I hope that the regex used in DTD is the same parser python uses.
- Write a bash shell to run check_xml_tags on all dictionaries,
This is what I see parsing all the dictionaries:
for i in $(ls ../../../ | egrep -v csl) ; do python check_xml_tags.py ../../../${i}/pywork/${i}.xml ${i}.txt ;done
[root@localhost utilities]# for i in $(ls *.txt); do grep '<lang' $i | awk -F'<' '{print $2}'; done | sort | uniq
lang n="arabic">
lang n="greek">
lang n="Greek">
lang n="meter">
lang n="Old-Church-Slavonic">
lang n="oldhebrew">
lang n="russian">
lang n="Russian">
lang n="slavic">
lang script="Arabic" n="Arabic">
lang script="Arabic" n="Hindustani">
lang script="Arabic" n="Persian">
lang script="Arabic" n="Turkish">
We need to unify Greek/greek (* vs pwg capitalized) and Russian/russian (pw vs pwg capitalized), besides that everything else seems unique. It's simpler to make those two cases in in pwg lowercase, rather than modifying several ones with lower case greek.
[root@localhost utilities]# grep 'lang n="russian"' *
pw.txt:000001 <lang n="russian">
[root@localhost utilities]# grep 'lang n="Russian"' *
pwg.txt:000023 <lang n="Russian">
[root@localhost utilities]# grep 'lang n="greek"' *
ben.txt:001490 <lang n="greek">
bhs.txt:000003 <lang n="greek">
bop.txt:001701 <lang n="greek">
bur.txt:000677 <lang n="greek">
cae.txt:000003 <lang n="greek">
gra.txt:000229 <lang n="greek">
gst.txt:000013 <lang n="greek">
inm.txt:010778 <lang n="greek">
md.txt:000008 <lang n="greek">
mw72.txt:001665 <lang n="greek">
mw.txt:001157 <lang n="greek">
pwg.txt:000397 <lang n="greek">
pw.txt:000186 <lang n="greek">
snp.txt:000001 <lang n="greek">
stc.txt:000001 <lang n="greek">
vei.txt:000147 <lang n="greek">
wil.txt:000023 <lang n="greek">
[root@localhost utilities]# grep 'lang n="Greek"' *
pwg.txt:000001 <lang n="Greek">
I tried to commit the shell script, but it seems I don't have that permission:
create mode 100755 v02/utilities/find_lang_unique.sh
[root@localhost utilities]# git push
Username for 'https://github.com': YevgenJohn
Password for 'https://YevgenJohn@github.com':
remote: Permission to sanskrit-lexicon/csl-pywork.git denied to YevgenJohn.
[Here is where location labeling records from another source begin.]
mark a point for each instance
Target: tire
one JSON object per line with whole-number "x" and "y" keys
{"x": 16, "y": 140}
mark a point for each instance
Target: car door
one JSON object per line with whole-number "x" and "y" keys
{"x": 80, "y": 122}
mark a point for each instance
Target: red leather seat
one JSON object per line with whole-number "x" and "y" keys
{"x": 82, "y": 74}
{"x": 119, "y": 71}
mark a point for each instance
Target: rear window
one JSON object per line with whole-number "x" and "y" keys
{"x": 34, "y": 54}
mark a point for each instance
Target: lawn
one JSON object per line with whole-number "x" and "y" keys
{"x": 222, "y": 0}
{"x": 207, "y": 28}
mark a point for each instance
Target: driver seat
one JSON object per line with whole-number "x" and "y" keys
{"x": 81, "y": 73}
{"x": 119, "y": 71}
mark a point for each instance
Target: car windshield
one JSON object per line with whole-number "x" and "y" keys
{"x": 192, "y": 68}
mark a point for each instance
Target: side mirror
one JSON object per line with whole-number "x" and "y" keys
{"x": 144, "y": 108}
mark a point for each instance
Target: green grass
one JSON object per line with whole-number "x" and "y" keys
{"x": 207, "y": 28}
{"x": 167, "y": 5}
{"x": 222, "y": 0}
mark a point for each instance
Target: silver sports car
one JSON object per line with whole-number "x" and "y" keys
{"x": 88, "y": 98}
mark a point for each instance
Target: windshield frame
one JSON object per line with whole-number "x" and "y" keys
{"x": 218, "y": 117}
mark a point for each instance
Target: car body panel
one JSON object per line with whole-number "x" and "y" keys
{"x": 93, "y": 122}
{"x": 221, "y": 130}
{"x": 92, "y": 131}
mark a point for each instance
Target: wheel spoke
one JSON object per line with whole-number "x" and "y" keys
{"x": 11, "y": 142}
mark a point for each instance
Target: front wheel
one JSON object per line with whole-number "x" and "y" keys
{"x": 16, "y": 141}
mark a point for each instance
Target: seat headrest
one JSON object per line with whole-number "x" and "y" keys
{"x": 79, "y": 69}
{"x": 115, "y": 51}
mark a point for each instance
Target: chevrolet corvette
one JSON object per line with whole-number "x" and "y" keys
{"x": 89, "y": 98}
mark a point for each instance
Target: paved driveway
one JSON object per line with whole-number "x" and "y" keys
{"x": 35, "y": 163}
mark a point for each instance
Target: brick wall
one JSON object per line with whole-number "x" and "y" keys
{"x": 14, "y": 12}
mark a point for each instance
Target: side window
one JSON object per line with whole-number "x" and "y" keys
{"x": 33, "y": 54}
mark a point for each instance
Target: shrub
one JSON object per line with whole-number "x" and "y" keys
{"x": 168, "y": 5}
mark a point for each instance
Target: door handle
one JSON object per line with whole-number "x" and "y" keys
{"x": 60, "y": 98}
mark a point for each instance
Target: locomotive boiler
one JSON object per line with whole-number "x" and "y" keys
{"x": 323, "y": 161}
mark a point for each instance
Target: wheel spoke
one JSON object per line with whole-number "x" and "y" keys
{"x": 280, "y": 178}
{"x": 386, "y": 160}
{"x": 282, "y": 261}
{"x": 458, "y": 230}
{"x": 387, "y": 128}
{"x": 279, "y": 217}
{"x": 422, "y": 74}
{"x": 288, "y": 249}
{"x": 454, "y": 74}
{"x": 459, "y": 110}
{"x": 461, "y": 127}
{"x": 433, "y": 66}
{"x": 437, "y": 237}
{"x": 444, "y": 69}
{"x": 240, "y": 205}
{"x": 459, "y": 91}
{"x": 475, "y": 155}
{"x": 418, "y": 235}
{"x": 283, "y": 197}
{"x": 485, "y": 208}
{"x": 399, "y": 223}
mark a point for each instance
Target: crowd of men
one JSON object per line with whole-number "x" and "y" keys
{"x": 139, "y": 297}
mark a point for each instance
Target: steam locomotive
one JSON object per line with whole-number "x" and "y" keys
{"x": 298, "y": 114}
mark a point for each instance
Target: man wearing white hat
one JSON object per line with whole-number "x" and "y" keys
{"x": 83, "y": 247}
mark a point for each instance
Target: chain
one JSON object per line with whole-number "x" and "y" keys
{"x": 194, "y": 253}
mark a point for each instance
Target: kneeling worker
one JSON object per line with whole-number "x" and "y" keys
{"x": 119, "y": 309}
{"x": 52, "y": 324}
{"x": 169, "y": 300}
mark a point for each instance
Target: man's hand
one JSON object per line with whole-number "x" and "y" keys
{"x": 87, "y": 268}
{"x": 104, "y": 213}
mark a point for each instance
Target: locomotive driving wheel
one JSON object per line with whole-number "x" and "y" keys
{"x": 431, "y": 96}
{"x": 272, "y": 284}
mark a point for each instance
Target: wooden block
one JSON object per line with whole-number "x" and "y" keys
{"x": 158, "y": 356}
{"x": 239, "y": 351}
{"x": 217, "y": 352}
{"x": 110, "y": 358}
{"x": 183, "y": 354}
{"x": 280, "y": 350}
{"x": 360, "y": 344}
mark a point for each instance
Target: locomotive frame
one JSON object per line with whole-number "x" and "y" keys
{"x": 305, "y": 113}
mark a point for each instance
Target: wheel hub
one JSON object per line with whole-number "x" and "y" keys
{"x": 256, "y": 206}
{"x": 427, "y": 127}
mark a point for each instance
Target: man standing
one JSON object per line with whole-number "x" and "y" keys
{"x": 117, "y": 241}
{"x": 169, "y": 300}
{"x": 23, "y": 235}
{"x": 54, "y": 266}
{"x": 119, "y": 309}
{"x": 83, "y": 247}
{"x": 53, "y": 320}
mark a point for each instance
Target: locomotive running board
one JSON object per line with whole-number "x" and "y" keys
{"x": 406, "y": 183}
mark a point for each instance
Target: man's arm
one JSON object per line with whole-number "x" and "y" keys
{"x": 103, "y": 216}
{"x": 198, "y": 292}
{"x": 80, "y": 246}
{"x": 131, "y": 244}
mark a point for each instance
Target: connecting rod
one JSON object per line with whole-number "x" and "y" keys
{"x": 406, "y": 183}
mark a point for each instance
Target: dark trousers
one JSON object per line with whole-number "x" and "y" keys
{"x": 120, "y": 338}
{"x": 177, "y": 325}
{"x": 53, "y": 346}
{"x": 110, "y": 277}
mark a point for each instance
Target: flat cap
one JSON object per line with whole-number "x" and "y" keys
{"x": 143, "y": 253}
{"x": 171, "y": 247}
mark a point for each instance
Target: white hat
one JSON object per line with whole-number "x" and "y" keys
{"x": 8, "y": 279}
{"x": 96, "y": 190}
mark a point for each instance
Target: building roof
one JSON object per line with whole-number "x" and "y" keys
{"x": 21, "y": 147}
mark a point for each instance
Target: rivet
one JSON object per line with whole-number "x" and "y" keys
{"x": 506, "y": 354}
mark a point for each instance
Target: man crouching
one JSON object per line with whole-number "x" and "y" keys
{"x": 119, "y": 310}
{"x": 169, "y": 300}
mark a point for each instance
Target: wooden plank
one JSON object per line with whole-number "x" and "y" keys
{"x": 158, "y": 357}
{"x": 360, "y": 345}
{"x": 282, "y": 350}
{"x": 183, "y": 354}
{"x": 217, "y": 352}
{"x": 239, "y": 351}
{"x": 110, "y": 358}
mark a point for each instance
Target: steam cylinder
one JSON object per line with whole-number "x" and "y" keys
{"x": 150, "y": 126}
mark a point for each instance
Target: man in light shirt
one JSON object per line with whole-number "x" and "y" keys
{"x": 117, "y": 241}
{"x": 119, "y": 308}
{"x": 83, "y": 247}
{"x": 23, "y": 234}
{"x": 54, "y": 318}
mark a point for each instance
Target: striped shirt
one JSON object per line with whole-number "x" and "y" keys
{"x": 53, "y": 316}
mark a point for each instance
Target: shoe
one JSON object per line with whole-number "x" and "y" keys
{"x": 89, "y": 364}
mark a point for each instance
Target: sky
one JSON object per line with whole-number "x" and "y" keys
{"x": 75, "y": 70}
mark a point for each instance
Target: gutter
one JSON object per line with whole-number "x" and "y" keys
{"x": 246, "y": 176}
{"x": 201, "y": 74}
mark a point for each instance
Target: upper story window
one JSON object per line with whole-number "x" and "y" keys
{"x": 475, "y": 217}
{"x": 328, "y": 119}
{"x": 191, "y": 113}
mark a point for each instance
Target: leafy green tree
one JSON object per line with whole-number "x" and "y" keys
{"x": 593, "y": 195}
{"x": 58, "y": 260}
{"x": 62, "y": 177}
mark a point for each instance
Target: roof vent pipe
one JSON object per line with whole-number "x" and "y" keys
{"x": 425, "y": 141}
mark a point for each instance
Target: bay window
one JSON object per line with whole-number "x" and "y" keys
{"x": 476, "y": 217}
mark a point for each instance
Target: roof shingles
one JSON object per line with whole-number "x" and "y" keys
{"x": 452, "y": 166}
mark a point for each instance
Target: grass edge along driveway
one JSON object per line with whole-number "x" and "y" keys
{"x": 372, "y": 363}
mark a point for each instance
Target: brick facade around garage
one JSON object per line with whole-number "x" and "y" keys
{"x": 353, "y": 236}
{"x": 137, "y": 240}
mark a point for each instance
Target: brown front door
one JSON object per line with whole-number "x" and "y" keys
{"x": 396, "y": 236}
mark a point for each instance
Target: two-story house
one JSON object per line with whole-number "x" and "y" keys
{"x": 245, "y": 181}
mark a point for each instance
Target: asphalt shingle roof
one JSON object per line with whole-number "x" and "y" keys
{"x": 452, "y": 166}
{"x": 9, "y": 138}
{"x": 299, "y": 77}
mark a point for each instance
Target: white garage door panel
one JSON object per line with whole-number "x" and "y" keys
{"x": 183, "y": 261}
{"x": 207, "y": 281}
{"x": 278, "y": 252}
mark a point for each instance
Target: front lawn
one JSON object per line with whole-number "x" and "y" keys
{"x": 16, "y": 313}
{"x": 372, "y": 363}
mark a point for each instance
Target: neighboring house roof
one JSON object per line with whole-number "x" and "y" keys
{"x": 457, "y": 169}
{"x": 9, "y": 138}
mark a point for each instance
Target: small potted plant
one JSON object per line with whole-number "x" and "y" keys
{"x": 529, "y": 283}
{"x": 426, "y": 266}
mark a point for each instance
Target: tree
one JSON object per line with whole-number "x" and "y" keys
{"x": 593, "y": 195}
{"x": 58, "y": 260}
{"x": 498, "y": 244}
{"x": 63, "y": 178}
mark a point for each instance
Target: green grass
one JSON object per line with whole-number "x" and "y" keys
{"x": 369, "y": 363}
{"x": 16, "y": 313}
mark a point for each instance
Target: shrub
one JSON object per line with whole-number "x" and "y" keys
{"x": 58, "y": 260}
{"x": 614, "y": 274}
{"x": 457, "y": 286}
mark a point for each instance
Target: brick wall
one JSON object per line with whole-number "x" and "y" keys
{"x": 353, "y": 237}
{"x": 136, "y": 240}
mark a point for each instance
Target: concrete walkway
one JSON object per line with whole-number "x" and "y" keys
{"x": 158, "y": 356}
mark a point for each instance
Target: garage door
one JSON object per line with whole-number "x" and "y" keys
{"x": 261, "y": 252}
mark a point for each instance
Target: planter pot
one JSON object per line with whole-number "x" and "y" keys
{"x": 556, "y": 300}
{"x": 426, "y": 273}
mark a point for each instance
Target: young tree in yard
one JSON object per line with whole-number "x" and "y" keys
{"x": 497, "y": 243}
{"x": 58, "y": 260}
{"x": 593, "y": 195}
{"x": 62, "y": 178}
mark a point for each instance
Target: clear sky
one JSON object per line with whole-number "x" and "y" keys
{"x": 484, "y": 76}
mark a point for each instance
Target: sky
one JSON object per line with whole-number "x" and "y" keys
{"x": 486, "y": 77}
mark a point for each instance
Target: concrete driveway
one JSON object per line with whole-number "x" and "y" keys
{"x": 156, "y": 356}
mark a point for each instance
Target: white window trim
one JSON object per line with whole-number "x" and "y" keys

fatal: unable to access 'https://github.com/sanskrit-lexicon/csl-pywork.git/': The requested URL returned error: 403
Basically, the results above could have been done using one shell script:
#!/bin/bash
for i in $(ls ../../../ | egrep -v csl) ; do python check_xml_tags.py ../../../${i}/pywork/${i}.xml ${i}.txt ;done
for i in $(ls *.txt); do grep '<lang' $i | awk -F'<' '{print $2}'; done | sort | uniq
for s in `for i in $(ls *.txt); do grep '<lang' $i | awk -F'<' '{print $2}'; done | sort | uniq | awk -F'n=' '{print $2}' | uniq -ic | egrep -v ' 1 ' | awk '{printf("n=\"%s%s\nn=%s\n",toupper(substr($2,2,1)),substr($2,3),$2)}'`; do grep "lang $s" * ; done
rm -f *.txt
which would give the same results, so not sure if you need a script in the repo, as this seems to be one-time search:
pwg.txt:000001 <lang n="Greek">
ben.txt:001490 <lang n="greek">
bhs.txt:000003 <lang n="greek">
bop.txt:001701 <lang n="greek">
bur.txt:000677 <lang n="greek">
cae.txt:000003 <lang n="greek">
gra.txt:000229 <lang n="greek">
gst.txt:000013 <lang n="greek">
inm.txt:010778 <lang n="greek">
md.txt:000008 <lang n="greek">
mw72.txt:001665 <lang n="greek">
mw.txt:001157 <lang n="greek">
pwg.txt:000397 <lang n="greek">
pw.txt:000186 <lang n="greek">
snp.txt:000001 <lang n="greek">
stc.txt:000001 <lang n="greek">
vei.txt:000147 <lang n="greek">
wil.txt:000023 <lang n="greek">
pwg.txt:000023 <lang n="Russian">
pw.txt:000001 <lang n="russian">
I am surprised that even scanned images fit there.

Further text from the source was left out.